📜 ⬆️ ⬇️

Purple screen videos and other 3 Dell abilities

image alt text


The newer the server, the longer it loads. This is especially annoying when diagnosing or updating firmware, so one day I rummaged through Dell’s bins and found some useful tools to save nerves.


Automatic migration and self-firmware


Dell has a free toolkit, OpenManage Essentials, for monitoring equipment and updating firmware. For infrastructure with physical servers, this is a good way to solve some administrative tasks:



If you have a virtual environment, then the Dell Management Plug-in for VMware vCenter is useful.


image alt text


The plugin allows vCenter to timely learn about hardware failures, and at the same time update the firmware, drivers and BIOS on hosts with ESXi. But what turned out to be the most useful, with it vCenter can migrate virtual machines before launching the firmware.


Migration when updating a server is available for both current Dell PowerEdge systems of the 12th and 13th generations, and for repaired 11th generation servers with an iDRAC controller.


What is iDRAC

This is a proprietary version of IPMI (Intelligent Platform Management Interface). In fact, the same "remote access to the physical console and BIOS", but with additional tools from Dell. Analog from HP - iLO (Integrated Lights-Out), from IBM - RSA (Remote Supervisor Adapter).


The iron update script on virtual hosts now looks like this:


  1. Right in the vCenter console, I see notes about the need for an update - you can also run the FirmWare Wizard there . The wizard can pull up updates from both the Dell online repository and local sources;

image alt text


  1. Then select updates and set a convenient time.

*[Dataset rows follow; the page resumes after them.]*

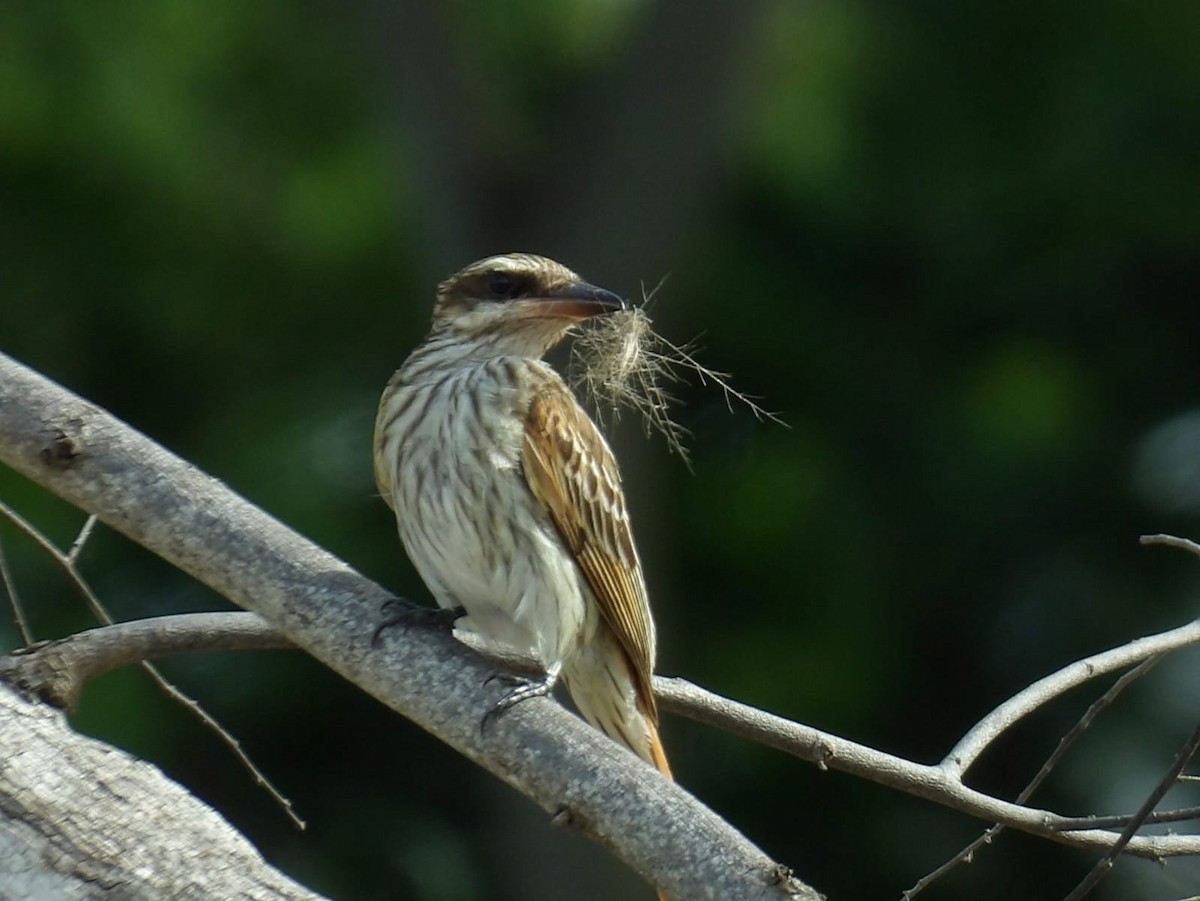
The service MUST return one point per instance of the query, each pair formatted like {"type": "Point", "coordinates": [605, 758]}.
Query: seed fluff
{"type": "Point", "coordinates": [621, 361]}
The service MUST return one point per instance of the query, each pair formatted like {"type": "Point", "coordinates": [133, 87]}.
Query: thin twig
{"type": "Point", "coordinates": [82, 539]}
{"type": "Point", "coordinates": [18, 608]}
{"type": "Point", "coordinates": [970, 746]}
{"type": "Point", "coordinates": [66, 563]}
{"type": "Point", "coordinates": [1171, 541]}
{"type": "Point", "coordinates": [1104, 865]}
{"type": "Point", "coordinates": [1065, 743]}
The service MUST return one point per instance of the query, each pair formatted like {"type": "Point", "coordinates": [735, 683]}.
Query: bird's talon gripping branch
{"type": "Point", "coordinates": [522, 689]}
{"type": "Point", "coordinates": [401, 612]}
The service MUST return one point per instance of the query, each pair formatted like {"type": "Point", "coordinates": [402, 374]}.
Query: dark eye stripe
{"type": "Point", "coordinates": [503, 284]}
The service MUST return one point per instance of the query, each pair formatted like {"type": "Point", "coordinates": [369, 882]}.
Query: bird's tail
{"type": "Point", "coordinates": [604, 690]}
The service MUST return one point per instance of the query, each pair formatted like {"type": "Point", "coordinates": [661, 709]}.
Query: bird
{"type": "Point", "coordinates": [509, 500]}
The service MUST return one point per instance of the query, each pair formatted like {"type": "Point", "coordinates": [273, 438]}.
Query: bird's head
{"type": "Point", "coordinates": [517, 304]}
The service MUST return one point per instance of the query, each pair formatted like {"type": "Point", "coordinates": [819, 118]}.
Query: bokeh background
{"type": "Point", "coordinates": [955, 246]}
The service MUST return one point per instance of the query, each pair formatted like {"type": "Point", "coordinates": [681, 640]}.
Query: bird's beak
{"type": "Point", "coordinates": [575, 301]}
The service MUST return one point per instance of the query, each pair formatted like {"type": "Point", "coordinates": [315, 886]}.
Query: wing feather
{"type": "Point", "coordinates": [573, 473]}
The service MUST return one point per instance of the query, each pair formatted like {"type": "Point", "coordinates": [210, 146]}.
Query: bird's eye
{"type": "Point", "coordinates": [502, 284]}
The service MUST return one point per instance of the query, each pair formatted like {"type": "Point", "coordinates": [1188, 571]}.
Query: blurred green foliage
{"type": "Point", "coordinates": [954, 245]}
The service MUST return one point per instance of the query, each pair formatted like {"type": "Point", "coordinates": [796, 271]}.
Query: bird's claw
{"type": "Point", "coordinates": [401, 612]}
{"type": "Point", "coordinates": [522, 689]}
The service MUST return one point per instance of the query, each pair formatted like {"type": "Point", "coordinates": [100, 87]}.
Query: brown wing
{"type": "Point", "coordinates": [573, 473]}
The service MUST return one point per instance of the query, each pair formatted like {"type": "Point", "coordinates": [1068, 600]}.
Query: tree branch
{"type": "Point", "coordinates": [324, 607]}
{"type": "Point", "coordinates": [79, 818]}
{"type": "Point", "coordinates": [91, 653]}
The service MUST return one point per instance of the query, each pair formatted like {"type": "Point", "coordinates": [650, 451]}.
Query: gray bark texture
{"type": "Point", "coordinates": [83, 820]}
{"type": "Point", "coordinates": [191, 520]}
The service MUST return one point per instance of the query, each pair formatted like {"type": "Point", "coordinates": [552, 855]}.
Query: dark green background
{"type": "Point", "coordinates": [955, 246]}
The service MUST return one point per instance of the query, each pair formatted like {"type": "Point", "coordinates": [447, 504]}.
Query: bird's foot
{"type": "Point", "coordinates": [522, 689]}
{"type": "Point", "coordinates": [401, 612]}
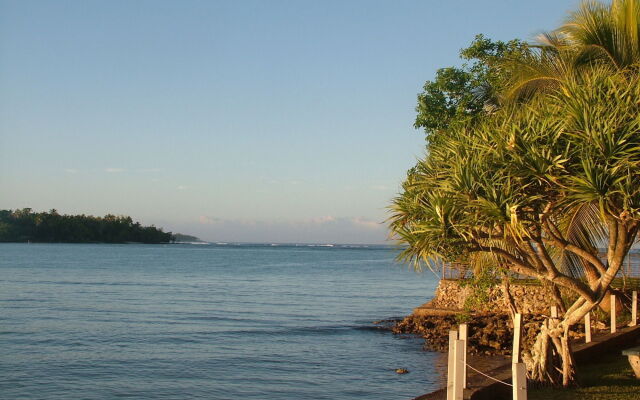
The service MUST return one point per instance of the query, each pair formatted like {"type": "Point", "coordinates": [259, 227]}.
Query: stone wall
{"type": "Point", "coordinates": [528, 298]}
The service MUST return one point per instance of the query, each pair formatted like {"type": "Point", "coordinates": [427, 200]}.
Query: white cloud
{"type": "Point", "coordinates": [114, 170]}
{"type": "Point", "coordinates": [380, 187]}
{"type": "Point", "coordinates": [323, 229]}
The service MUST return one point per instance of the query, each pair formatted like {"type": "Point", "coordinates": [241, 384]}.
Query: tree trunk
{"type": "Point", "coordinates": [549, 361]}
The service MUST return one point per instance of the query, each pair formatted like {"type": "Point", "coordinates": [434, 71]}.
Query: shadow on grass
{"type": "Point", "coordinates": [610, 378]}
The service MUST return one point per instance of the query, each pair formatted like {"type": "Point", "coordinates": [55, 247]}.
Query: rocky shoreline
{"type": "Point", "coordinates": [489, 334]}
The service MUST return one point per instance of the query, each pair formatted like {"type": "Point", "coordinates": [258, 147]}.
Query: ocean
{"type": "Point", "coordinates": [186, 321]}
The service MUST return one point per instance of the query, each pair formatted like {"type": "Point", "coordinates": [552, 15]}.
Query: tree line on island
{"type": "Point", "coordinates": [532, 165]}
{"type": "Point", "coordinates": [25, 225]}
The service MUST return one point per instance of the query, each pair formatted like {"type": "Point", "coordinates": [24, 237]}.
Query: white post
{"type": "Point", "coordinates": [634, 308]}
{"type": "Point", "coordinates": [458, 386]}
{"type": "Point", "coordinates": [453, 336]}
{"type": "Point", "coordinates": [464, 333]}
{"type": "Point", "coordinates": [587, 328]}
{"type": "Point", "coordinates": [519, 381]}
{"type": "Point", "coordinates": [613, 313]}
{"type": "Point", "coordinates": [517, 332]}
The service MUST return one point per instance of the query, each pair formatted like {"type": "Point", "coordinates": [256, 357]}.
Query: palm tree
{"type": "Point", "coordinates": [595, 34]}
{"type": "Point", "coordinates": [518, 190]}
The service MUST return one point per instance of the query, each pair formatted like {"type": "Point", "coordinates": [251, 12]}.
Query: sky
{"type": "Point", "coordinates": [235, 121]}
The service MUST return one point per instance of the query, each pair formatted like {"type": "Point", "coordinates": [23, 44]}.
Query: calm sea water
{"type": "Point", "coordinates": [208, 322]}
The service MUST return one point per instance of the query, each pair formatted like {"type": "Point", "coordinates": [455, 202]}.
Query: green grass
{"type": "Point", "coordinates": [609, 379]}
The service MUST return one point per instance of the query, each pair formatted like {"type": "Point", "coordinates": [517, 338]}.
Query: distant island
{"type": "Point", "coordinates": [51, 227]}
{"type": "Point", "coordinates": [181, 238]}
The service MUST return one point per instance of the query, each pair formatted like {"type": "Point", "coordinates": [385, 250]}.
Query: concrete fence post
{"type": "Point", "coordinates": [458, 384]}
{"type": "Point", "coordinates": [613, 313]}
{"type": "Point", "coordinates": [463, 335]}
{"type": "Point", "coordinates": [519, 381]}
{"type": "Point", "coordinates": [587, 328]}
{"type": "Point", "coordinates": [453, 337]}
{"type": "Point", "coordinates": [517, 333]}
{"type": "Point", "coordinates": [634, 308]}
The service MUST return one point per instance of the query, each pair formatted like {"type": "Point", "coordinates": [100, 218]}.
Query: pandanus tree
{"type": "Point", "coordinates": [596, 33]}
{"type": "Point", "coordinates": [517, 188]}
{"type": "Point", "coordinates": [536, 185]}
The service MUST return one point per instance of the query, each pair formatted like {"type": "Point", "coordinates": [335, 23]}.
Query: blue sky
{"type": "Point", "coordinates": [260, 121]}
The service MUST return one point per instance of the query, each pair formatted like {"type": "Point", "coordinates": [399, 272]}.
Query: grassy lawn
{"type": "Point", "coordinates": [609, 379]}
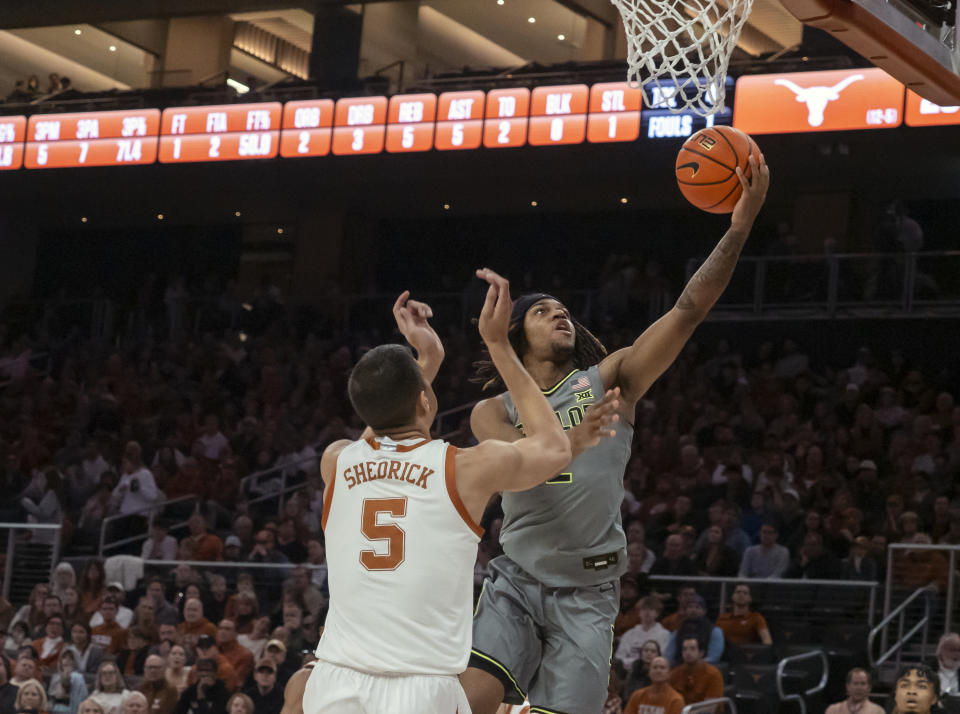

Be sure to check the BIOS, iDRAC and LifecycleControler, so as not to get problems during installation;


  2. Cluster update takes from 30 to 60 minutes. If everything goes well, the machines will return back to their host, and the process can be monitored via email notifications or on the Job Queue page.

image alt text


To automatically move virtual machines to another host, vSphere must be running in a fully automatic mode DRS (Distributed Resource Scheduler) configuration.


Without the plug-in, all these operations were performed manually, including the preliminary migration of machines, the creation of a bootable flash drive for updating, the firmware of each component separately, etc. Of course, sitting next to the server, which is not so nice and comfortable.


Of course, something similar can be tried to implement based on Zabbix and a set of scripts. But why not use some amenities that cost companies a modest $ 495 per license for a plugin for 5 hosts.


There were some concerns like "what if everything goes wrong, and the next day the servers will not work at all." From the majority of difficulties there is such an algorithm:


  1. I get an alert that the virtual machines have migrated successfully or not. If the migration fails, the update will not start, and the next day I will calmly sort out the situation;


  2. After the machines are migrated to another host, our "patient" may even burn out, users will not notice. If the update is unsuccessful, the host will not try to boot again and again, but it will be easy to wait for the firmware to roll back. Of course, if you remember to check Enable Alarms for Dell Hosts when configuring OpenManage Integration;


  3. If the update of the micro-software did not go well, then the restart logs and screenshots of the console will be ready.

Of course, sometimes the cluster is not a panacea, but you will not insure everything from it.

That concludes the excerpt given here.